Ideally, we need to integrate the electronics vision technology with the eye and attention of the driver of the autonomous vehicle so the car switches between the two as required. However, to achieve this the human driver needs to be constantly monitored for those potential distractions which can have a dangerous effect on his driving.
In current road accident statistics, around 12% of people involved in car crashes are killed while 18% are injured.
So what counts as driver distraction relative to a drivers line of vision? Looking more than two seconds in a direction 30° sideways or up and down when the vehicle speed is more than 5 mph would be classified as distracted. There are also distractions involving smartphones, passing scenery, unruly children in the car, in fact, a multitude of things.
It’s impossible to monitor the driver for all of these in terms of his distraction but technology is available to detect if he may be getting drowsy. For instance, lane departure cameras that spot the vehicle is veering slightly out of lane position will, when it happens three times in quick succession, emit a screaming noise at the driver to wake him up.
There are also in-car infrared cameras that will catch drowsy drivers by detecting drooping eyelids and these technologies have reached a sophistication whereby they can be customised for different drivers in the same family
However, when an infrared camera is used that is looking at the driver to detect distraction, the LED light from the camera that is hitting the drivers face at 850nm can be red enough to be seen easily by most people – especially at night.
The problem is though if measures are taken to dim the light this, in turn, reduces the efficiency of the camera to detect driver distraction and poor images are the result.
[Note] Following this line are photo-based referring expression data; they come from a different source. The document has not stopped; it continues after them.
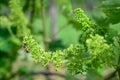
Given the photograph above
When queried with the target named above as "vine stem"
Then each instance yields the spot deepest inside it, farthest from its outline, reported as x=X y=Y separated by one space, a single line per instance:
x=44 y=25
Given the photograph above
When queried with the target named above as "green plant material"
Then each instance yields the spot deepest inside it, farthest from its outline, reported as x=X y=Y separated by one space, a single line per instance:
x=101 y=52
x=112 y=9
x=75 y=62
x=58 y=59
x=4 y=21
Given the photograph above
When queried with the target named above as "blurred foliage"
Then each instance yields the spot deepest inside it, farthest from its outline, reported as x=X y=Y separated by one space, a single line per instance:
x=98 y=45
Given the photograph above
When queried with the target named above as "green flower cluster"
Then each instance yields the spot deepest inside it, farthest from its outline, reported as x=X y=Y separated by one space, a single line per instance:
x=81 y=17
x=4 y=21
x=40 y=55
x=101 y=52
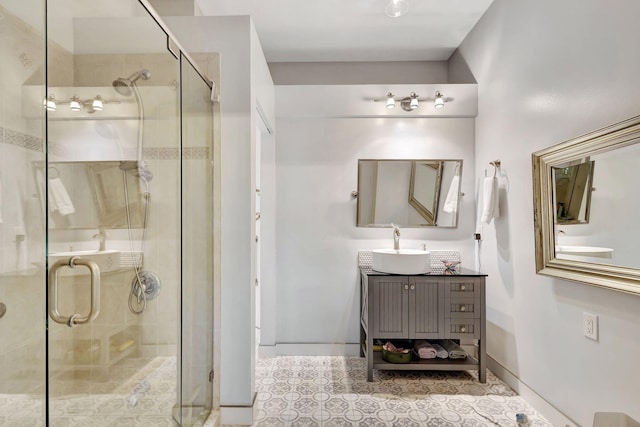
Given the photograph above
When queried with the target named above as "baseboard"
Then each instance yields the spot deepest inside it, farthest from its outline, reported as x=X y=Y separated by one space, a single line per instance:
x=553 y=415
x=236 y=415
x=309 y=349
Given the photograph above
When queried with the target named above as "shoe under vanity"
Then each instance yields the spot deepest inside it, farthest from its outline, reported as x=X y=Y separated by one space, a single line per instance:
x=432 y=306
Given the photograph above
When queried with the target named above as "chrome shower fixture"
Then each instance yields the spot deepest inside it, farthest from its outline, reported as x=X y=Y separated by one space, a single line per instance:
x=140 y=167
x=123 y=86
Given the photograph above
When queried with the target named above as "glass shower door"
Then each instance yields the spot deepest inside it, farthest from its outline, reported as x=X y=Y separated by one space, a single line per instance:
x=22 y=272
x=197 y=246
x=111 y=193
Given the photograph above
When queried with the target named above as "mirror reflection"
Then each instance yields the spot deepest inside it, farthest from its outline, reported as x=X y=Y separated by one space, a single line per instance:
x=88 y=195
x=572 y=192
x=408 y=193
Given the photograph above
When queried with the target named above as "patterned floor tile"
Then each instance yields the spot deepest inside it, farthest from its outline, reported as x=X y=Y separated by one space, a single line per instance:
x=334 y=392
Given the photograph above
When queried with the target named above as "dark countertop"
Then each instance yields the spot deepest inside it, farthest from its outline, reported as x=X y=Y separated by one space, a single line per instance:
x=461 y=272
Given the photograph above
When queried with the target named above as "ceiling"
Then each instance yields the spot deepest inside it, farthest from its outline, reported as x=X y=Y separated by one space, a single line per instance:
x=354 y=30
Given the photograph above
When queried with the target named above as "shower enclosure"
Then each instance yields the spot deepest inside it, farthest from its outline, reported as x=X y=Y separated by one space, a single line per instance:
x=106 y=218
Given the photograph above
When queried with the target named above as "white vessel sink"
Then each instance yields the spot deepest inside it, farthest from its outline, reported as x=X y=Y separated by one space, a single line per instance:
x=595 y=251
x=402 y=261
x=107 y=261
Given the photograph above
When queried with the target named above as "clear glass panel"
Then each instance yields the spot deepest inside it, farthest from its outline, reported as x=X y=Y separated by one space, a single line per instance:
x=197 y=250
x=111 y=188
x=22 y=273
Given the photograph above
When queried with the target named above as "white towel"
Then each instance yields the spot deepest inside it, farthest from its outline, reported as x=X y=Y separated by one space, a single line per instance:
x=59 y=200
x=490 y=200
x=451 y=202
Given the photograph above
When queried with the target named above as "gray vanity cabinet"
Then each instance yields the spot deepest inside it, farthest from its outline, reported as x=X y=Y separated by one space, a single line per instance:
x=407 y=307
x=432 y=306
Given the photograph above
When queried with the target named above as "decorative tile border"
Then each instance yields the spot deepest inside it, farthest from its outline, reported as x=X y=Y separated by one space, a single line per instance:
x=437 y=258
x=188 y=153
x=19 y=139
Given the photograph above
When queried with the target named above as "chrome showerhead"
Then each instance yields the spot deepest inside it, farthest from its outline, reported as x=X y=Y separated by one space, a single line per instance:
x=139 y=169
x=123 y=86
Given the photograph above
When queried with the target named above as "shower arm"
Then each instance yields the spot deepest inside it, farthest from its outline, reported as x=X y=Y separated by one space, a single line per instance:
x=136 y=93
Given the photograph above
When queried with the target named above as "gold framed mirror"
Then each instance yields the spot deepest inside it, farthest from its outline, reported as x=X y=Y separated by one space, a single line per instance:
x=599 y=247
x=408 y=192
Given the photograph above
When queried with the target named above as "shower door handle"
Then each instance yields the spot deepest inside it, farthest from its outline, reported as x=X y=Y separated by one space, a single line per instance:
x=94 y=308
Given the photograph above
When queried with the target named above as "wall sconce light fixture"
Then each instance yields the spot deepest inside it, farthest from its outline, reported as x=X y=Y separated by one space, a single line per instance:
x=408 y=103
x=76 y=104
x=439 y=101
x=396 y=8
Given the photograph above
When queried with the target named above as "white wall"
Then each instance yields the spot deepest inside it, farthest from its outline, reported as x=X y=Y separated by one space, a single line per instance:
x=318 y=241
x=548 y=71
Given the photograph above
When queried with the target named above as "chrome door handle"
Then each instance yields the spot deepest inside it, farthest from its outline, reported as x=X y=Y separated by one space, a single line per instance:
x=94 y=308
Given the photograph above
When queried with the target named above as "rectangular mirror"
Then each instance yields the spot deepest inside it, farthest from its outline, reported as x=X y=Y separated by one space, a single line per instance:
x=599 y=248
x=89 y=195
x=408 y=193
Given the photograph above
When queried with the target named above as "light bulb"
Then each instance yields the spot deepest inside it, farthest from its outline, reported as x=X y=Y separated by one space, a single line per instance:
x=74 y=105
x=396 y=8
x=97 y=103
x=391 y=103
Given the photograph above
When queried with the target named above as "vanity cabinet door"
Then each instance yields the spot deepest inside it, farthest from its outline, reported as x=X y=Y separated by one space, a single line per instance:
x=425 y=307
x=388 y=304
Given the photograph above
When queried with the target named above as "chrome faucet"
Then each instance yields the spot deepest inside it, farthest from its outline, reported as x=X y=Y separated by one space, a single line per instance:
x=396 y=237
x=102 y=237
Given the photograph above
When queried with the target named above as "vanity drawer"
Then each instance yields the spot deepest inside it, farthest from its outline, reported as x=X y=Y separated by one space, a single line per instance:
x=463 y=287
x=462 y=308
x=462 y=328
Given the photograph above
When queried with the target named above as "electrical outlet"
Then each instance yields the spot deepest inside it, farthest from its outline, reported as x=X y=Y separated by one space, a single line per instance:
x=590 y=326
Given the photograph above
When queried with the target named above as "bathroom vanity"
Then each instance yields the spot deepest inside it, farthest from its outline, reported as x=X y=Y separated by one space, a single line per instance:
x=426 y=306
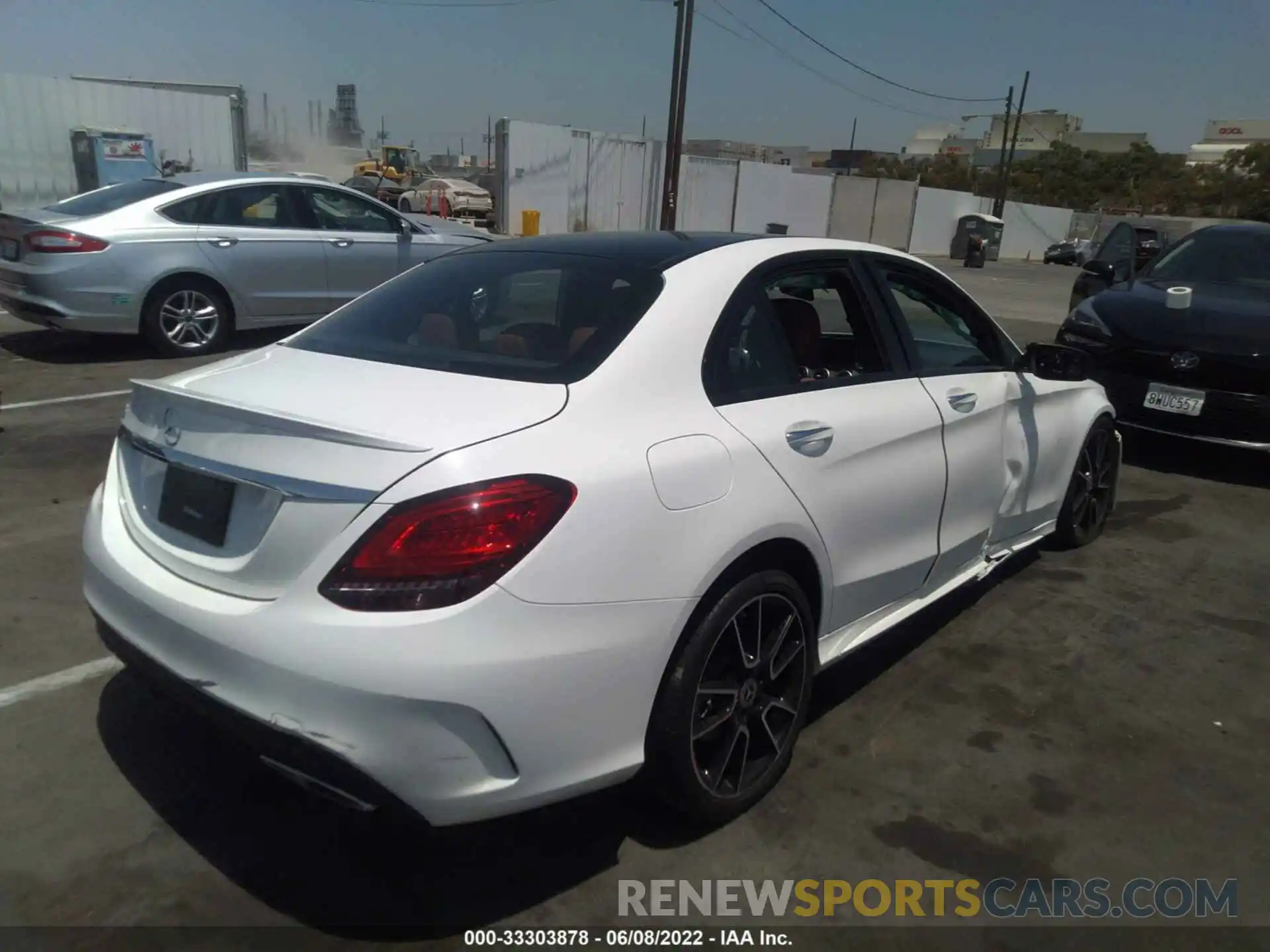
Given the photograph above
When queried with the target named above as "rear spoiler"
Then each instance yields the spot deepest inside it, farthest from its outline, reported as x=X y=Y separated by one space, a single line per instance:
x=273 y=420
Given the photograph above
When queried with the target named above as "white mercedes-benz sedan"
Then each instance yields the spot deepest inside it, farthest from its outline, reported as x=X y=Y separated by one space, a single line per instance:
x=542 y=513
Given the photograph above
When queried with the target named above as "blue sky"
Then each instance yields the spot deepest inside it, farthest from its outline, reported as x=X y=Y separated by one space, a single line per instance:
x=1161 y=67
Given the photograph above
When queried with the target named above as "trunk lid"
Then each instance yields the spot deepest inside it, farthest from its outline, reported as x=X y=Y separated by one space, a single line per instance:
x=306 y=441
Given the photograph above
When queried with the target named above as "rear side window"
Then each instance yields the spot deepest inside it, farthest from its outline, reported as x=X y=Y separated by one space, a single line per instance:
x=113 y=197
x=519 y=315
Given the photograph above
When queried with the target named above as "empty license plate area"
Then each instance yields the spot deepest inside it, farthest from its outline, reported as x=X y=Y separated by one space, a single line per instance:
x=197 y=504
x=1174 y=400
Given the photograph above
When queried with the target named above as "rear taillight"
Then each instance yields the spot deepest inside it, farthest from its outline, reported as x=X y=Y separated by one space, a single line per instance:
x=56 y=241
x=444 y=549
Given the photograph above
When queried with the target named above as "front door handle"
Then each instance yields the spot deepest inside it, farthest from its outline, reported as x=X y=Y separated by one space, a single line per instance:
x=810 y=437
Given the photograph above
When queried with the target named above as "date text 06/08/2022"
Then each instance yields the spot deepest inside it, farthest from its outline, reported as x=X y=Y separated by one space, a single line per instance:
x=620 y=938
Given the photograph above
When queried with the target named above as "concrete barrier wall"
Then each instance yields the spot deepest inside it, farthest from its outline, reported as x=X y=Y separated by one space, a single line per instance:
x=851 y=215
x=937 y=216
x=582 y=180
x=1031 y=229
x=893 y=214
x=774 y=194
x=708 y=190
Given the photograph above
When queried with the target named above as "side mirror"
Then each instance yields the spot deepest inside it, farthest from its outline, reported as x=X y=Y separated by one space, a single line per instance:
x=1056 y=362
x=1100 y=270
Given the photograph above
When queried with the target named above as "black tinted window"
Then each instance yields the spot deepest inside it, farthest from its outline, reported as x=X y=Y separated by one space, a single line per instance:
x=947 y=332
x=113 y=197
x=251 y=207
x=1223 y=257
x=521 y=315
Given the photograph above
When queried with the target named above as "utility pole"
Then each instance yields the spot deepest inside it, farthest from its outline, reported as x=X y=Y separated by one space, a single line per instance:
x=1014 y=143
x=690 y=12
x=1000 y=200
x=668 y=184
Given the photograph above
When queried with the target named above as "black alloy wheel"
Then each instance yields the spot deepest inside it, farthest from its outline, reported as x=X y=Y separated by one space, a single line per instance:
x=726 y=724
x=1091 y=493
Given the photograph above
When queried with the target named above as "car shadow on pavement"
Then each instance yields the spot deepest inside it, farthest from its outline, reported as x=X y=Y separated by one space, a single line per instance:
x=1202 y=461
x=392 y=877
x=69 y=347
x=355 y=875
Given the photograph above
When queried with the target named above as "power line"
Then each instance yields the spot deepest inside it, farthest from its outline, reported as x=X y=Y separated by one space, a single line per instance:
x=456 y=4
x=870 y=73
x=817 y=73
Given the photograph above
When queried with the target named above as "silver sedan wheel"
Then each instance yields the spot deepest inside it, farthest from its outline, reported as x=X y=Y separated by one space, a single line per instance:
x=190 y=319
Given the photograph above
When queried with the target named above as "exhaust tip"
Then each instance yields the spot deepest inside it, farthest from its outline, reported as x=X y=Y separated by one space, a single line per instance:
x=318 y=787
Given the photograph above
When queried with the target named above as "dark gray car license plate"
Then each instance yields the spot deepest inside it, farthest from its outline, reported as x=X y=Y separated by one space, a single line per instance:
x=196 y=504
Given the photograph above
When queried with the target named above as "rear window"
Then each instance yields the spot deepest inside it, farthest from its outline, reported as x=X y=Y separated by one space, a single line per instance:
x=517 y=315
x=113 y=197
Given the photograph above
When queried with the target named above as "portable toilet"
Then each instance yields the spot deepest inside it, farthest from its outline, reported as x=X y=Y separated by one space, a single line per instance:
x=111 y=157
x=986 y=226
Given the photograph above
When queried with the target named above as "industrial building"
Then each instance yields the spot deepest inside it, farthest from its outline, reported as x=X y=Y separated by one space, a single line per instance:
x=1224 y=136
x=794 y=157
x=1038 y=131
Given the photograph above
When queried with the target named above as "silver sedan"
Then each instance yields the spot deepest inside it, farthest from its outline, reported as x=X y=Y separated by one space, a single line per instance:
x=186 y=260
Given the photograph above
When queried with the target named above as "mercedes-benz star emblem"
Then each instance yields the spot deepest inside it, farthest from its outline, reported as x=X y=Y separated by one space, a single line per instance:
x=171 y=430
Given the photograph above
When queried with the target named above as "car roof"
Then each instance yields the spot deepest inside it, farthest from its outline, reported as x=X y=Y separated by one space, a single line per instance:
x=656 y=251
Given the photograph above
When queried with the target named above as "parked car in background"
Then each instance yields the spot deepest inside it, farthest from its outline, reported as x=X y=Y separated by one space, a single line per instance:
x=1202 y=371
x=1062 y=253
x=456 y=198
x=546 y=512
x=1127 y=249
x=381 y=188
x=187 y=260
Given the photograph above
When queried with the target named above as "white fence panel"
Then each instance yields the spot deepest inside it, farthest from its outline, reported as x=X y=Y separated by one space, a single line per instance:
x=536 y=175
x=893 y=214
x=708 y=190
x=853 y=207
x=773 y=194
x=1031 y=229
x=937 y=216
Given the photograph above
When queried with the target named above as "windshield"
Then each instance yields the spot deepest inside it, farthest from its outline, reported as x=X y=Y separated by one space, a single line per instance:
x=113 y=197
x=520 y=315
x=1222 y=257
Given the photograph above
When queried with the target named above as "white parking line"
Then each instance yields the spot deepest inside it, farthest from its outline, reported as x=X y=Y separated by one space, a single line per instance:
x=66 y=400
x=60 y=680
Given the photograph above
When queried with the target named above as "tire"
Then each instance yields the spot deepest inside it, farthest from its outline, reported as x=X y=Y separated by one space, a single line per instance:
x=723 y=691
x=187 y=317
x=1097 y=467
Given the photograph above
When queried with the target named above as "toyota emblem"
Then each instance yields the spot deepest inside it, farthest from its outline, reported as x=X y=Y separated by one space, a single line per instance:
x=171 y=430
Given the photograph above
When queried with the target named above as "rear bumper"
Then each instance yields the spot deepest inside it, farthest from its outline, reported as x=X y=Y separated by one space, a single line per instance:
x=44 y=311
x=488 y=709
x=1228 y=419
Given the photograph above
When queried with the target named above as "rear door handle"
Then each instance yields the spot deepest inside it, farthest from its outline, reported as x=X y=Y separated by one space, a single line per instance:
x=810 y=437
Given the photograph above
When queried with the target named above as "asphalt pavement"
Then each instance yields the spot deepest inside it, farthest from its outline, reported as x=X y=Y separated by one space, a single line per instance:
x=1100 y=713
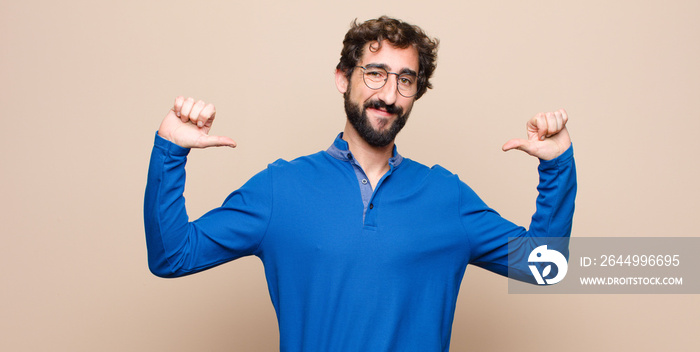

A potential solution is to use higher wavelengths of 940nm although this makes the camera less sensitive but this can be handled by pulsing higher peak currents at lower duty cycle using a global shutter image sensor. The typical cameras used are 30 frames/sec and these are fast enough because a driver's gaze while driving does not change that often and that fast.
So when the systems detect driver drowsiness or distraction the autonomous vision systems can kick in to guide the autonomous car. Or so the theory goes. The problem as we know it is that it's going to take decades for all roads and autonomous car technology to be compatible with the multitudes of different driving situations.
And it's not just about consumers being confident that their autonomous car and its electronic vision systems are fail-safes. There is another big question that will discourage drivers from adopting the technology and that’s the law. If everything about what's happening with the driver and car is reordered on in-car cameras then those images could end up being used in a court of law against the driver.
So as good as autonomous cars and their vision systems and in-car driver surveillance systems get, the big question is will consumers ever really buy into them? There have already been suggestions that car owners should be able to disable in-car distraction surveillance cameras because of legal implications. This from a safety perspective would, of course, be complete nonsense.